Coby looked up at the sun. “Yah, it look like it's time for tea. You come for tea? I made cheese!”
“Oh, kaas!” I said, showing off one of the Dutch words that I was learning along with Simon.
“Goed!” said Coby.
“And boom” I said, pointing to a tree. “Wolken,” I said pointing up at the wispy clouds floating on the deep blue sky.
“Zeer goed!” Coby pronounced. “So come for tea and more Dutch lessons.”
“I'm free as a bird until it's badminton and cocktails time. I was just going to go over to John's bank.”
“Are you going to open an account?” she aske
d.
“No. I just wanted to look in the mirror!” The inside of the bank was decorated in a modern, Italian style, right down to the mirrors on the walls. We put our tennis rackets in their cases and were quickly surrounded by a scruffy assortment of small boys and girls, waving our errant tennis balls at us. I collected the balls and handed each child twenty-five shillings.
“Tomorrow?” one of the boys chirped. “You play again tomorrow?” he asked.
“Yes,” I said as we left the tennis court. “We will probably play again tomorrow.”
“Okay!” he shouted. “Bye-bye,” he said, and the rest of the kids echoed him from the tennis court.
“It's a good life, yah?” Coby asked as we walked through the field toward the road.
“Yah,” I had to agree. “It is. I guess. Weird, though.”
“Not working, you mean? I know.” Coby had worked when she and Bernard were in Nicaragua. But in Arua she was the “tagalong spouse,” like me. “I haven't given up looking for work yet. I still go over to Kuluva Hospital every week. But I am not so hopeful about it anymore,” she said, shrugging.
“And this,” I said, turning around and waving at the phalanx of kids following a few feet behind us. “All these people wanting to do stuff for us. All these people wanting something from us. It's just weird.”

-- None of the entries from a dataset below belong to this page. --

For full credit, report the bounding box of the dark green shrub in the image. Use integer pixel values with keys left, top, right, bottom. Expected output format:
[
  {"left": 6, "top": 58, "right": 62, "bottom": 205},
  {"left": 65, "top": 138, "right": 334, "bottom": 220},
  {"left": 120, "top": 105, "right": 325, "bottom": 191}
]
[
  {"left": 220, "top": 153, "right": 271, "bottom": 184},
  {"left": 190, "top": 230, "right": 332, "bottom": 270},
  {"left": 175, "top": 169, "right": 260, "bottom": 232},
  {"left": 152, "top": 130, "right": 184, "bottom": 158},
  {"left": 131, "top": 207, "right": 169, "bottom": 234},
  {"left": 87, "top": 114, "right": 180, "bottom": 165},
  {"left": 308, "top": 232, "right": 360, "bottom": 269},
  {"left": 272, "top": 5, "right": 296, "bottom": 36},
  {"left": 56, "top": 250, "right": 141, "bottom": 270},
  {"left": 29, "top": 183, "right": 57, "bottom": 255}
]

“Yah, you'll get used to it. I think I got used to it from being in Nicaragua. Now Arua doesn't seem quite so strange.” We came to the edge of the field and stepped onto the dirt road. The children behind us scattered as we headed toward Coby's compound on the other side of the road. “You know what helped me?” Coby asked. “Having Simon. I know it sounds silly, because he hardly needs me. He has so many people to look after him. But becoming a mother made me feel, somehow, less useless.”
“Yeah, I've thought about it. John and I always planned on having kids. But back home I was too busy with school and my career. Well, I seem to have solved my busyness problem!” I said as we reached Coby's gate and a barechested askari jumped up to open it for us.